Sin embargo, sorprende -y mucho- que en pleno siglo XXI siga causando controversia el tema de la transexualidad. Según la RAE, transexual es “aquella persona que se siente del sexo contrario, y adopta sus atuendos y comportamientos”. Algo que dista mucho de la definición de transformista que según este mismo diccionario se trata de “un artista que cambia rápidamente de indumentaria y caracterización para representar distintos personajes”. Entonces, ¿por qué solemos relacionarlos? ¿Es problema de una vaga definición, que deja fuera aspectos tan importantes como los psicológicos, o es cuestión de miedo a lo desconocido? Probablemente sea una combinación de ambas, porque lo que sí es cierto es que las personas solemos asustarnos siempre de aquello que consideramos ‘raro’, ‘extraño’ y ‘diferente’ a nosotros, pero la pregunta es: ¿no seremos nosotros los diferentes?

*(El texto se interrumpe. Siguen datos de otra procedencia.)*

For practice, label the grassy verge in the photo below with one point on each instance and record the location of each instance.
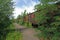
(13, 35)
(16, 35)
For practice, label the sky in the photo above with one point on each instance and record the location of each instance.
(21, 5)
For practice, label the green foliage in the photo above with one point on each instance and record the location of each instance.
(48, 17)
(16, 35)
(6, 8)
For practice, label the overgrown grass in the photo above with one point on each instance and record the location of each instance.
(13, 34)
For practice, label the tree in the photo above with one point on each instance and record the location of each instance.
(49, 19)
(6, 8)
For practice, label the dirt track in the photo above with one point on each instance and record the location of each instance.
(28, 33)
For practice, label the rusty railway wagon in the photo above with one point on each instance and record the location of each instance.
(30, 17)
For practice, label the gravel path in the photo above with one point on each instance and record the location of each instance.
(28, 33)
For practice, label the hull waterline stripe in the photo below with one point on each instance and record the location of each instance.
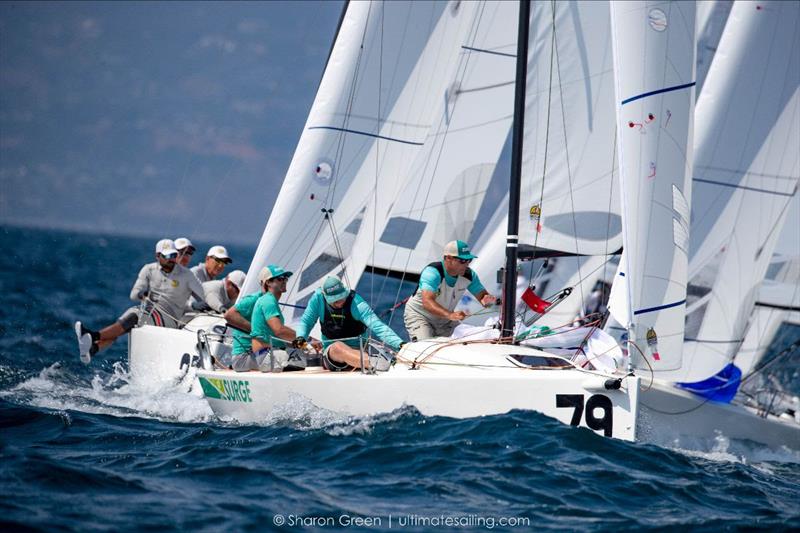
(659, 308)
(746, 188)
(366, 134)
(471, 49)
(659, 91)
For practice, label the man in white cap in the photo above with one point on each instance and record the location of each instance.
(345, 319)
(216, 259)
(221, 294)
(185, 250)
(239, 316)
(430, 311)
(163, 286)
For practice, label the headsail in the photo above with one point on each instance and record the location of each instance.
(747, 167)
(654, 58)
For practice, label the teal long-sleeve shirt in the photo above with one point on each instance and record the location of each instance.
(359, 309)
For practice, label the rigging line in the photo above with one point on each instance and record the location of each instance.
(339, 250)
(610, 201)
(743, 187)
(348, 110)
(566, 155)
(546, 139)
(377, 163)
(461, 71)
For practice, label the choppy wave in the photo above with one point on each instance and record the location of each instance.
(90, 448)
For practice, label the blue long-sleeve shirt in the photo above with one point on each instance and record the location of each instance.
(359, 309)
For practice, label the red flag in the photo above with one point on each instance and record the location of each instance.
(534, 302)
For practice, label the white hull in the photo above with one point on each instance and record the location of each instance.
(459, 382)
(682, 416)
(481, 382)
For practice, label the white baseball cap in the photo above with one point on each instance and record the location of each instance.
(166, 247)
(183, 243)
(220, 253)
(237, 278)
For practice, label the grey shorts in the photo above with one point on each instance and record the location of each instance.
(421, 327)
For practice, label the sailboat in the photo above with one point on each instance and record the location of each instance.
(403, 141)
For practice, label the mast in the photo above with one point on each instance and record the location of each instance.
(512, 237)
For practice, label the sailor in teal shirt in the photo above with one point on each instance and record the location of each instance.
(430, 312)
(344, 320)
(244, 308)
(261, 316)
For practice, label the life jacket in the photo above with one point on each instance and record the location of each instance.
(340, 323)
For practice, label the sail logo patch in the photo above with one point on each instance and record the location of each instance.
(233, 390)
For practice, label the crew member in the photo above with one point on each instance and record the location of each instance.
(344, 319)
(216, 260)
(163, 286)
(430, 311)
(185, 250)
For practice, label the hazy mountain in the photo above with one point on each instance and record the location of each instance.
(154, 118)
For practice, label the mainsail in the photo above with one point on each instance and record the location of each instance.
(654, 45)
(440, 201)
(369, 121)
(569, 199)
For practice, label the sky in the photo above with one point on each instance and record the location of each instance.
(155, 118)
(162, 118)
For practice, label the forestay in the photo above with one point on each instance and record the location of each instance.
(747, 166)
(654, 58)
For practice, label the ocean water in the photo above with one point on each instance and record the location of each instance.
(84, 448)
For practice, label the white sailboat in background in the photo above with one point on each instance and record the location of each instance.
(395, 161)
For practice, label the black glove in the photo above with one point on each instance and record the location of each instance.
(299, 342)
(199, 305)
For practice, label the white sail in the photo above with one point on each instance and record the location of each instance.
(570, 199)
(711, 18)
(746, 170)
(778, 303)
(654, 58)
(440, 201)
(371, 117)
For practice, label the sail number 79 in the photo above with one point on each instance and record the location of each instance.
(596, 401)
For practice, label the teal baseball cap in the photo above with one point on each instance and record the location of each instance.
(334, 290)
(458, 249)
(272, 271)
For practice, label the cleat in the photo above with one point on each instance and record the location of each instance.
(379, 363)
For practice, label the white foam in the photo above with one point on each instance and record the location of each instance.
(114, 394)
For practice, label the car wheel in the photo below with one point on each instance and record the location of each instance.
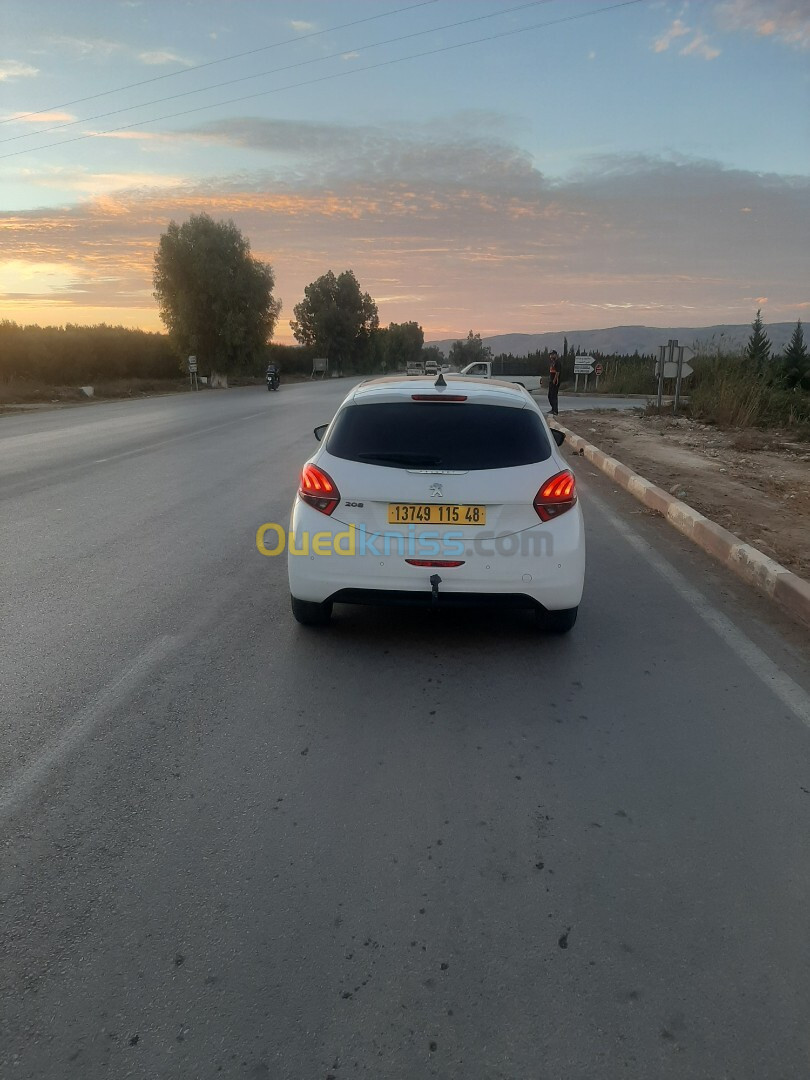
(557, 622)
(310, 613)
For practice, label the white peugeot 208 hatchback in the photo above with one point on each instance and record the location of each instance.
(437, 493)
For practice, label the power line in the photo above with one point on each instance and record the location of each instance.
(224, 59)
(328, 78)
(287, 67)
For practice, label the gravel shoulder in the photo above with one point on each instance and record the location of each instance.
(754, 483)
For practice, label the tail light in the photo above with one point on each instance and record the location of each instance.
(319, 489)
(556, 496)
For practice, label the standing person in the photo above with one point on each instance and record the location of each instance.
(553, 380)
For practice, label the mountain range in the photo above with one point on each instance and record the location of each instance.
(629, 339)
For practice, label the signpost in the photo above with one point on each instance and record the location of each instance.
(582, 365)
(671, 365)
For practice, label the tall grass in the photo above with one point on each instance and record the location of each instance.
(626, 375)
(725, 391)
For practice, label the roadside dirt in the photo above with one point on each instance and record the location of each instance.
(754, 483)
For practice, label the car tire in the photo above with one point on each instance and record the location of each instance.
(310, 613)
(557, 622)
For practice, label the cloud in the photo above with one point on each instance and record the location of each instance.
(162, 56)
(82, 181)
(16, 69)
(785, 21)
(676, 30)
(450, 229)
(86, 46)
(700, 46)
(41, 118)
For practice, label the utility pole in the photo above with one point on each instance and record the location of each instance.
(679, 376)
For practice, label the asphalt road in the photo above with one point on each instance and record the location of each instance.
(404, 847)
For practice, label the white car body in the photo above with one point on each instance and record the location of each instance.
(516, 558)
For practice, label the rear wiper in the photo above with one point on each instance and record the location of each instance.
(403, 458)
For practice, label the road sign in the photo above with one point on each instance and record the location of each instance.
(671, 369)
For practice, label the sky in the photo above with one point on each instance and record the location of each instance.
(485, 165)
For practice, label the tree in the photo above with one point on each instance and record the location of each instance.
(403, 345)
(469, 351)
(795, 367)
(336, 318)
(758, 350)
(215, 299)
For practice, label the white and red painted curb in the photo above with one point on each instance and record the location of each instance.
(791, 592)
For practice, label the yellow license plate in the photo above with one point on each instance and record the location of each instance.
(432, 513)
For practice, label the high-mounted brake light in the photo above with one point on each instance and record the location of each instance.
(319, 489)
(556, 496)
(434, 562)
(439, 397)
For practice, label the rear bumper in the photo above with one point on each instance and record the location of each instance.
(540, 567)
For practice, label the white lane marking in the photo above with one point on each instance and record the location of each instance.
(778, 682)
(32, 774)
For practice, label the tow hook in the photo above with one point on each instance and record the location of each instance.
(435, 582)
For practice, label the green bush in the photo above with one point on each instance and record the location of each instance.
(726, 391)
(71, 355)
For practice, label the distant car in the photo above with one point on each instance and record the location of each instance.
(437, 495)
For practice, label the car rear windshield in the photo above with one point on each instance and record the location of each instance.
(429, 435)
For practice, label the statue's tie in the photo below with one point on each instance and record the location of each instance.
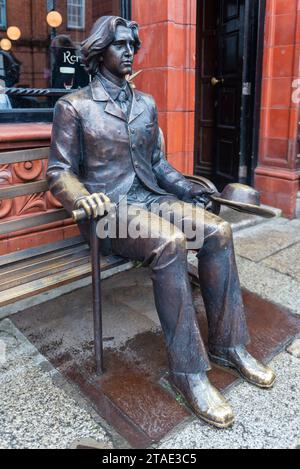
(124, 102)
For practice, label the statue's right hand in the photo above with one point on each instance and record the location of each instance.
(95, 205)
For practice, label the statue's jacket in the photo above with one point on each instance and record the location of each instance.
(96, 148)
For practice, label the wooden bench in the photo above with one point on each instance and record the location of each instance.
(26, 273)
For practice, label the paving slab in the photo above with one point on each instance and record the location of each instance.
(264, 419)
(294, 349)
(287, 261)
(134, 393)
(263, 281)
(265, 240)
(35, 413)
(269, 284)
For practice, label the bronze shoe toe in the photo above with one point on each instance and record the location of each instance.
(248, 367)
(204, 399)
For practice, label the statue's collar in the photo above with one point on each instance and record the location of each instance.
(100, 94)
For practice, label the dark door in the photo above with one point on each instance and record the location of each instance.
(228, 90)
(220, 50)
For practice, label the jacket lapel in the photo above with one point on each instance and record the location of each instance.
(99, 94)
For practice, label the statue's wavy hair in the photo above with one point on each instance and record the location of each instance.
(102, 35)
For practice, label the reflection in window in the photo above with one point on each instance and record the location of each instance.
(43, 56)
(76, 14)
(2, 13)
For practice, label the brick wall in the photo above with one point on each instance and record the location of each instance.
(277, 175)
(167, 58)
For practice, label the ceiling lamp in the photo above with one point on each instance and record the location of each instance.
(13, 33)
(54, 19)
(5, 44)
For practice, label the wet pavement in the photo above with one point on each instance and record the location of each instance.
(133, 404)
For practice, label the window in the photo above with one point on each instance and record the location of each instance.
(76, 14)
(3, 14)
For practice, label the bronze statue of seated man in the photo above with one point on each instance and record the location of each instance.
(106, 144)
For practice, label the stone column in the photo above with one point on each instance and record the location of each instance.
(277, 174)
(167, 58)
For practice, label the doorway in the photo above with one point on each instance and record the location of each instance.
(229, 34)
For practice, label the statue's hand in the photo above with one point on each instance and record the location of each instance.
(95, 205)
(200, 195)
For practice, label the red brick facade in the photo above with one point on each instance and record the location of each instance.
(167, 58)
(277, 174)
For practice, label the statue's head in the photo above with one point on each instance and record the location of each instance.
(112, 43)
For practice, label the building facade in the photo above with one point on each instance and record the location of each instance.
(225, 76)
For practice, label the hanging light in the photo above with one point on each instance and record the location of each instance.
(54, 19)
(13, 33)
(5, 44)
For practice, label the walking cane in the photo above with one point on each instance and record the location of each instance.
(96, 281)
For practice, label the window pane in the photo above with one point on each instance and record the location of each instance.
(2, 14)
(44, 57)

A menudo, los países europeos abuchean y condenan culturas como la islámica porque siguen teniendo un pensamiento muy arcaico sobre el tema, pero lo cierto es que nosotros no nos alejamos mucho de ellos. Incluso, es más grave si me apuras. Porque es incomprensible que, disponiendo de un elemento tan importante como la democracia, no se esté cumpliendo su premisa más valiosa: proteger la igualdad de todos los ciudadanos. Pero esto no es algo exclusivo de nuestro país, ya que en los catálogos de la American Psychiatric Association y la Organización Mundial de la Salud (OMS), la transexualidad sigue considerándose como una enfermedad mental. En protesta a esto, se constituyó el 24 de octubre como Día Internacional de la Acción para la Despatologización de la Transexualidad como enfermedad mental, pero parece no ser suficiente porque la definición patológica sigue en su sitio.

Actualmente, el proceso de cambio de sexo es sinónimo de una “espera desesperante”. La más significativa es la que se da a la hora de variar el nombre y el género en el Documento Nacional de Identidad. Esto conlleva, como mínimo, 2 años de trámites administrativos. Algo incomprensible, teniendo en cuenta que al año de iniciar la transformación física de un sexo a otro los cambios son bastante notables. Desde fuera, puede sorprender que se le dé tanta importancia a un simple cambio de nombre y género en el DNI. Sin embargo, para las personas transexuales es, probablemente, uno de los trámites más importantes de su nueva vida, ya que, a menudo, tienen que soportar situaciones bochornosas a la hora de realizar cualquier gestión para la universidad o el trabajo, dónde deben aguantar caras raras, preguntas o comentarios sobre el dudoso gusto de su familia a la hora de elegir el nombre de su hijo o hija.

Comentarios discriminatorios, políticas que no apoyan a los colectivos LGTB y hechos intolerables que ocurren en la sociedad demuestran que estamos muy alejados de poder fardar de ser una civilización que tiene la libertad como base. Dejémonos de convencionalismos y seamos por una vez empáticos con las personas. Escuchemos a esas minorías para que no se sientan diferentes y seamos tolerantes con la vida.